Node Recovery troubleshooting

To troubleshoot Node Recovery issues, follow the instructions below.

Log files

Consult the log files for Node Recovery in the following location on each DataMiner node:

  • C:\ProgramData\Skyline Communications\DataMiner NodeRecovery\Logs\DataMiner NodeRecovery.txt
  • C:\ProgramData\Skyline Communications\DataMiner NodeRecovery\Logs\LastCrash.txt (only present if the service ever crashed)

These files are also included in SLLogCollector packages (DxM\DataMiner NodeRecovery\).

Tip

You can adjust the log level in the Node Recovery settings. This can be done at runtime without restarting the service.

Configuration

Check the configuration of the Node Recovery settings in the following location on each DataMiner node:

  • C:\Program Files\Skyline Communications\DataMiner NodeRecovery\appsettings.json
  • C:\Program Files\Skyline Communications\DataMiner NodeRecovery\appsettings.custom.json (only when overrides are present)

These files are also included in SLLogCollector packages (DxM\DataMiner NodeRecovery\).

Services

Ensure that the DataMiner NodeRecovery service is running.

Network connectivity

Node Recovery relies on NATS for communication between nodes. Ensure that the NATS cluster is up and running and that there are no network issues preventing nodes from communicating with each other.

For more information on how to troubleshoot NATS connectivity, see Investigating NATS issues.

SLNet connectivity

Node Recovery relies on SLNet to launch automation scripts as well as for discovering which nodes are available in the cluster. Ensure that SLNet is functioning correctly.

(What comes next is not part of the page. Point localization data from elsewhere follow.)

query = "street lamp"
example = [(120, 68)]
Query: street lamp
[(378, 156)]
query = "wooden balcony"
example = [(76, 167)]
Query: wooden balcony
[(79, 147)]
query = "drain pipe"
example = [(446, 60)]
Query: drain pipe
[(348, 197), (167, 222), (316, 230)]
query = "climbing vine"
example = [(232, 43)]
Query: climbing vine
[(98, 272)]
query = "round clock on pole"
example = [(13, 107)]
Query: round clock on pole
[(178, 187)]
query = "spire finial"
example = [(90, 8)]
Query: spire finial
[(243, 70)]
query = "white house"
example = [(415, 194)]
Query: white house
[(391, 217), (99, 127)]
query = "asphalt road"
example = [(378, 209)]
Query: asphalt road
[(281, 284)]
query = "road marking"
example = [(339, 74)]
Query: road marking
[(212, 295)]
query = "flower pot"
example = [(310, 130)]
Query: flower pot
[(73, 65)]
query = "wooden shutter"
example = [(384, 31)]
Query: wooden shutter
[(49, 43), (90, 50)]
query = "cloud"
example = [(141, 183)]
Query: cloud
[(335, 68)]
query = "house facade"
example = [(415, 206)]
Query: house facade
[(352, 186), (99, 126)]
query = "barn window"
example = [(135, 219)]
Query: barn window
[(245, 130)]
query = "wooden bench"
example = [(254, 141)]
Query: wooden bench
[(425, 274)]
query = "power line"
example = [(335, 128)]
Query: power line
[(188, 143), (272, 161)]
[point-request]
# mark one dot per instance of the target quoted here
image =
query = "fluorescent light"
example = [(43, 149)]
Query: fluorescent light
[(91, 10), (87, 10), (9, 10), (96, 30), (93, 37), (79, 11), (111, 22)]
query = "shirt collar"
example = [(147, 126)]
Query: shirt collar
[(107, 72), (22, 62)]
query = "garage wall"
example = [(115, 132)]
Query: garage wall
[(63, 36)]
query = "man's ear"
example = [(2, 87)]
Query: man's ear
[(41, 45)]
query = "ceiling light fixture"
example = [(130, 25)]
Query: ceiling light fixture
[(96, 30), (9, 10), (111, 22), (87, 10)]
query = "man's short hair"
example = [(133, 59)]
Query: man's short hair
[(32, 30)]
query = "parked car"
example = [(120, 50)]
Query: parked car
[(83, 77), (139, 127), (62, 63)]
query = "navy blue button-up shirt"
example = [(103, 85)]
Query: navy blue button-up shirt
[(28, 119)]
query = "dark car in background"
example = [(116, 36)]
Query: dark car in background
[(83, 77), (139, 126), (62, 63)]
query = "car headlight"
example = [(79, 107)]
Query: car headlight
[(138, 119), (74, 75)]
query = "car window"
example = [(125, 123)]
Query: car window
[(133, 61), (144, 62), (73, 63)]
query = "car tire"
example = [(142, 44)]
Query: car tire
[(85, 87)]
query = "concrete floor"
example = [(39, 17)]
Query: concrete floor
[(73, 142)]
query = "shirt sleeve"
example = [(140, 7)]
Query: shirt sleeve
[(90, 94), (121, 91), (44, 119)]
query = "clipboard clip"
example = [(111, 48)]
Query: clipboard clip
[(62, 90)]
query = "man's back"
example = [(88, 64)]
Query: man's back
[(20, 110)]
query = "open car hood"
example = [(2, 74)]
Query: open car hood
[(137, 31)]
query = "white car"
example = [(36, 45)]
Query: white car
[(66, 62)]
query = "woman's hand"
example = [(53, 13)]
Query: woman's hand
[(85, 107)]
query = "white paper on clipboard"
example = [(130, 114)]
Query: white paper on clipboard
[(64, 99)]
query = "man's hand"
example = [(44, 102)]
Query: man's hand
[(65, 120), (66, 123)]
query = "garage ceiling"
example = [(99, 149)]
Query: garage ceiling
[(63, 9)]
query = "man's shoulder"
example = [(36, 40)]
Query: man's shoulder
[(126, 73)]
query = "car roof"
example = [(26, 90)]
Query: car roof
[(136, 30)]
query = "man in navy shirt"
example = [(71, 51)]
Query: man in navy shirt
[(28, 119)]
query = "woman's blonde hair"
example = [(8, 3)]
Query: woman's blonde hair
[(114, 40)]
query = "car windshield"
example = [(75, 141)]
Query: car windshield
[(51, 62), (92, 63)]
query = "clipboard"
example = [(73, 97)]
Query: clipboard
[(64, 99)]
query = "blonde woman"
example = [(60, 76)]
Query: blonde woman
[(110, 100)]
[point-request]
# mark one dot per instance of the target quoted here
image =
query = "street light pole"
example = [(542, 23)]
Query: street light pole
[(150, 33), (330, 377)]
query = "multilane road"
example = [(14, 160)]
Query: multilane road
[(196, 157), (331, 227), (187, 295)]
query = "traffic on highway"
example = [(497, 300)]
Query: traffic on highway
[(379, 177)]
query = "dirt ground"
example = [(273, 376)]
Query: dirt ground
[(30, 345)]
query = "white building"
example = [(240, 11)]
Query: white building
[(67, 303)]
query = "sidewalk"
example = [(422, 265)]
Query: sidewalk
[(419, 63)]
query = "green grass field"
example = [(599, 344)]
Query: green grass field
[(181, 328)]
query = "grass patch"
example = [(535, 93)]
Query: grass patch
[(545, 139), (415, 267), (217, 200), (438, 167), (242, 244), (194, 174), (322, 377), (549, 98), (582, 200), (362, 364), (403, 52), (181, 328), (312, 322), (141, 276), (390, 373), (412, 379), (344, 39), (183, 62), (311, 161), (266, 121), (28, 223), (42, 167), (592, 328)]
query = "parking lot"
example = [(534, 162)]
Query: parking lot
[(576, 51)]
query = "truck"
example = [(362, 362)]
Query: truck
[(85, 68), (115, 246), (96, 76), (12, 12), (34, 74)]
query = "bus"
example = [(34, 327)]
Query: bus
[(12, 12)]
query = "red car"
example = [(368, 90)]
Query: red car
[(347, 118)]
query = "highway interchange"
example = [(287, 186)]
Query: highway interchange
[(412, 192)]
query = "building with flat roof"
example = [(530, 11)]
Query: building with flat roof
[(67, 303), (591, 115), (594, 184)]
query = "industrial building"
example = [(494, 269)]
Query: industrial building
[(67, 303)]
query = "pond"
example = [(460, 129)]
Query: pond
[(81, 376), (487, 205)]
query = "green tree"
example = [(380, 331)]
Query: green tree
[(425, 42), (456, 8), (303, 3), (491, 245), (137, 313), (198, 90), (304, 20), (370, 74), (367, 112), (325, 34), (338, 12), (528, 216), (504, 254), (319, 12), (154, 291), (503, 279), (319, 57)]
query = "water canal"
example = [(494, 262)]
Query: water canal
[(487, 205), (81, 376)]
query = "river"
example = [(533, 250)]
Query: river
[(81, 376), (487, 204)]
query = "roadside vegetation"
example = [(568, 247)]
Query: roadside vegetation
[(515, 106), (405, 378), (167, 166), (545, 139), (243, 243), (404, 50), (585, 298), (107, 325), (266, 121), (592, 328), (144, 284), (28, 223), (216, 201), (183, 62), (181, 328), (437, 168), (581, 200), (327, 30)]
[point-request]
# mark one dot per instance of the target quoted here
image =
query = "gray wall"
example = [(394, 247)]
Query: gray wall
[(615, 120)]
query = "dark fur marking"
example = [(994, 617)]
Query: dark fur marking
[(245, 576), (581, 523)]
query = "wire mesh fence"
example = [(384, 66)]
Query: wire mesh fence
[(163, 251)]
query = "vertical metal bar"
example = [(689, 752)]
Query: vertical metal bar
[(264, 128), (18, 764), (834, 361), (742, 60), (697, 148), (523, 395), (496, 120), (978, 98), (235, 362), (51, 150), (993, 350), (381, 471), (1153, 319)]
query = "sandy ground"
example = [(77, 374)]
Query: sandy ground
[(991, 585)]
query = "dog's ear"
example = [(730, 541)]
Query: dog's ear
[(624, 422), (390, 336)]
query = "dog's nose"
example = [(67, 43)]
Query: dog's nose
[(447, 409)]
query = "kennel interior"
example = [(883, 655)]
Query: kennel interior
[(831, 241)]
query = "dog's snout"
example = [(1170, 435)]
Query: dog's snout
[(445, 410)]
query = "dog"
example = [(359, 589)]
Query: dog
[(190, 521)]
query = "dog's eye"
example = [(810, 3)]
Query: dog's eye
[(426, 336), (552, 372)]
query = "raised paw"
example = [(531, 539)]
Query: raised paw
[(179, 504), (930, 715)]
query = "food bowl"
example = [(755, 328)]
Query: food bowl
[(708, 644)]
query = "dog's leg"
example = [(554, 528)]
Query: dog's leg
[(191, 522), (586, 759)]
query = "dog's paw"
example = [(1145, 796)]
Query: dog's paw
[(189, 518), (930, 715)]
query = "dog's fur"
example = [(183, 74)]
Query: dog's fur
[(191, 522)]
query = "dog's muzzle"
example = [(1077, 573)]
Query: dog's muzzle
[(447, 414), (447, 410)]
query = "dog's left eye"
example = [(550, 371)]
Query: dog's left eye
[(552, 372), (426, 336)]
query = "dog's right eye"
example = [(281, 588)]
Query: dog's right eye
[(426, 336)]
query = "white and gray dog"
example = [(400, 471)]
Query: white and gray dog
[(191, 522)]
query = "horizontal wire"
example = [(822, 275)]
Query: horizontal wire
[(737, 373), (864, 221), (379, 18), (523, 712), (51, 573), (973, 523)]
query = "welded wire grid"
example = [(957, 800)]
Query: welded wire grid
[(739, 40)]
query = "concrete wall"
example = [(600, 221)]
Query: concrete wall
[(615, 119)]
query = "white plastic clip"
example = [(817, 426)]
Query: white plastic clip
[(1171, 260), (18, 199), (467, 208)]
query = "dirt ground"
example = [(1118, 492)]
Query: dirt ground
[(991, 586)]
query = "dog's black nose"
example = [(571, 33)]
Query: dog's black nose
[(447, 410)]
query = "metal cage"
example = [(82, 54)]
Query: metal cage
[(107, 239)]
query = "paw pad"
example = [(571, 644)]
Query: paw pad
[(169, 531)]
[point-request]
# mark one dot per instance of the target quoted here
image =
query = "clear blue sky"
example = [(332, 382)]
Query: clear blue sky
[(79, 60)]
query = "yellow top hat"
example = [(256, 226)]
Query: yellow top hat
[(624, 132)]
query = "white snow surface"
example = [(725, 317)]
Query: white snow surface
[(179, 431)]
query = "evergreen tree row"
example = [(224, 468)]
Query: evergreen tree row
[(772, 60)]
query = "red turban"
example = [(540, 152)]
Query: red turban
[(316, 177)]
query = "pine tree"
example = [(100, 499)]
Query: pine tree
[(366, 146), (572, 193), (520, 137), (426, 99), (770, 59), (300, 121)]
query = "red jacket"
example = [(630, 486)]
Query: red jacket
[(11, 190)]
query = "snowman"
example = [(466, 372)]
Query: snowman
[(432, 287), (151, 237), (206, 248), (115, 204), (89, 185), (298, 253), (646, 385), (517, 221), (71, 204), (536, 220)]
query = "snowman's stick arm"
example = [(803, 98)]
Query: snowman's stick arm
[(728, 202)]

The NodeRecovery module has the following interactions with SLNet:

  • It requests basic Agent info (version, name, supported requests and features, etc.).
  • It subscribes on DataMinerInfoEvent to learn about existing, new, or removed nodes.
  • It requests the list of Agents to learn about new or removed nodes during a DataMiner restart.
  • It uses SLNet to launch automation scripts on state changes.
  • It queries maintenance state flags through SLNet.
Note

Even without SLNet connectivity, NodeRecovery will still send out heartbeats.